Página inicial > Hermenêutica > Gilvan Fogel (2005:175-176) – vida é expiação e punição
Gilvan Fogel (2005:175-176) – vida é expiação e punição
quinta-feira 24 de outubro de 2024
Suponhamos agora que o “ato”, a “coisa” que, sim, foi feita, porém “mal” feita ou absolutamente tal como “não” deveria ter sido feita, suponhamos que tal “coisa” ou “feito” seja a própria vida, a própria existência. Assim sendo, a vida é nela mesma, em sua constituição ou textura mais própria culpada. No movimento de volta, de retorno sobre o feito com o propósito de desfazer, o que precisará ser desfeito passa a ser a própria vida, a existência nela mesma, que se mostrará como aquilo que deve, que precisa ser desfeito, para assim reconquistar ou readquirir (redimir-se!) a instância anterior ao que foi mal feito, fora disso que não devia ser tal como é, a saber, o viver ou o existir mesmos.
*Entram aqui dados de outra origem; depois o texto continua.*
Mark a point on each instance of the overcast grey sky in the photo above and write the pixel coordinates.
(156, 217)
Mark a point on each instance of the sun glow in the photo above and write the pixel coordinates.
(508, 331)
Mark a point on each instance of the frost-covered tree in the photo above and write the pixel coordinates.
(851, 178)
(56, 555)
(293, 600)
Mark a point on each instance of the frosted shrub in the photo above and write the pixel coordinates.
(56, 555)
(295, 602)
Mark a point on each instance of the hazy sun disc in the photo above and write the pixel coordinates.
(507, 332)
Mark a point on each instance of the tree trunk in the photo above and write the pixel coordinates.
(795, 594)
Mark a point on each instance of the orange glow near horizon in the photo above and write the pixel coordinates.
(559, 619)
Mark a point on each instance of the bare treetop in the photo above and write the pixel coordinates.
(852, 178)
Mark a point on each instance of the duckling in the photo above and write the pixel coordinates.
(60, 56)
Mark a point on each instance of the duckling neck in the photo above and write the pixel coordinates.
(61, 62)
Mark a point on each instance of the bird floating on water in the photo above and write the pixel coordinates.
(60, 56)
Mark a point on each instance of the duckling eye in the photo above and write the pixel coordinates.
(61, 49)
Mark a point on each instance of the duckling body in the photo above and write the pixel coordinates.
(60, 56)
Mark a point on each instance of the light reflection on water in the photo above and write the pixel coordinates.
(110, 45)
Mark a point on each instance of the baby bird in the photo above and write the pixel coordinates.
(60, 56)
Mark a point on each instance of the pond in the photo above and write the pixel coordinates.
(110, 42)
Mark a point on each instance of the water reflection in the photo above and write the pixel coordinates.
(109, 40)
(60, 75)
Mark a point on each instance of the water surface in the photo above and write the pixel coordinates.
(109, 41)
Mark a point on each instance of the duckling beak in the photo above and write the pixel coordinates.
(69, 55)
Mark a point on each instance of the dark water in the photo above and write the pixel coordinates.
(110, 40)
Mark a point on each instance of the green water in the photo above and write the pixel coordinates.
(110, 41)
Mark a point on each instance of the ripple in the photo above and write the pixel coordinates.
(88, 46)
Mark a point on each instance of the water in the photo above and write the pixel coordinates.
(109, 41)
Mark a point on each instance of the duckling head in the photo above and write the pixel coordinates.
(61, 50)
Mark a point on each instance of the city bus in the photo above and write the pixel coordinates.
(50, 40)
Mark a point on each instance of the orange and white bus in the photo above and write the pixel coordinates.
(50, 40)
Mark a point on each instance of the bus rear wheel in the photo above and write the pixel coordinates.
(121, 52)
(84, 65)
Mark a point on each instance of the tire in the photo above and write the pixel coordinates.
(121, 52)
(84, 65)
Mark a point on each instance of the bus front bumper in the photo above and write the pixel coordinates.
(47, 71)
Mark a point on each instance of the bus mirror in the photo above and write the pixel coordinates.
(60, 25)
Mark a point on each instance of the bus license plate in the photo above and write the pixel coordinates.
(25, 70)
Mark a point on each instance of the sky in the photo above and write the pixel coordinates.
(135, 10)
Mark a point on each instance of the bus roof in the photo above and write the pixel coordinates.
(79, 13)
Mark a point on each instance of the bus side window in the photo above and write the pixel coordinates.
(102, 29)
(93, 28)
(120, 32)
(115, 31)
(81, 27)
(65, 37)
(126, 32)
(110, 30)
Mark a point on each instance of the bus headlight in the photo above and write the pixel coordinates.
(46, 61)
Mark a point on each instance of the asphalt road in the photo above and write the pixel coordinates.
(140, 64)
Então, queda — isto é, o subitamente dar-se conta vivendo, existindo — é culpa, melhor, é culpada e por culpa se está entendendo o sentimento de autoria atravessado de remorso, varado de má consciência.
O trabalho, a tarefa é insana, pois, uma vez que o feito se recusa a ser desfeito — por princípio, ele recua, adia-se e protela-se indefinidamente —, na mesma proporção, isto é, indefinidamente, ergue-se ou restaura-se a necessidade e o direito disso mesmo precisar ser desfeito. Na necessidade e no direito eternos, infinitos, a busca, o esforço de redenção, isto é, de desfazer o feito, também é eterno, também infinito. Se o viver é tal como não devia ou não podia ser e se este “ser tal como não deve ser” for interpretado como expiação e punição, então eterna e infinita são também a expiação e a punição. A expiação e a punição são a via, o caminho pretendido para desfazer o feito. Assim sendo, eterna ou infinitamente o mal feito reivindica a necessidade e o direito de ser desfeito, de precisar ser desfeito — para assim atingir a redenção (a solução!) almejada. A punição, a expiação, já se disse, visam, por elas e nelas mesmas, desfazer o feito. Mas eterna e infinitamente a vida se ergue e se “re-ergue” como coisa mal feita, como culpa. Logo, a tarefa não tem fim e se for assumida [176] integralmente em toda sua insensatez — e a estrutura assim ο impõe — ela se fará lascívia, cobiça da e na ação, do e no ativismo, como também da e na inércia, do e no “em vão”, isto é, tal tarefa faz-se obra de sanha (Hybris), seja no ativismo, na desvairada cobiça, seja no tédio, na “voluptuosidade do aborrecimento humano”, como diz nosso Machado, nas Memórias Póstumas de Brás Cubas.
E vida aparece como tendo sido “mal feita” porque é limitação, quer dizer, pobreza, deficiência, carência — enfim, dor, enquanto necessário e intransferível esforço, trabalho ou labor para fazer vir a ser uma possibilidade, uma “falta”, um “oco”, que se mostra como precisando ser irremediavelmente. Obedecendo ao esquema de compreensão acima esboçado, onde há dor, há também expiação e punição e, então, a vida em si mesma, em sua própria constituição ou textura, é expiação e punição (“viver”, “ser”, agir, atuar é expiação e punição) e, assim, todo seu fazer e ocupar-se precisa ser esforço para se desfazer e assim se redimir, ou seja, alcançar, readquirir uma presumida instância perdida, anterior à própria vida, pré-vida — o “jardim”, o Éden.
Grosso modo, então meio caricaturalmente, é esse o esquema de compreensão metafísico-cristã da vida, da existência, em cujo horizonte cresce e aparece o conhecimento —melhor: o conhecimento puro, desinteressado, imaculado é emergência e concretização dessa compreensão velada e vigente. Portanto, desta pré-compreensão.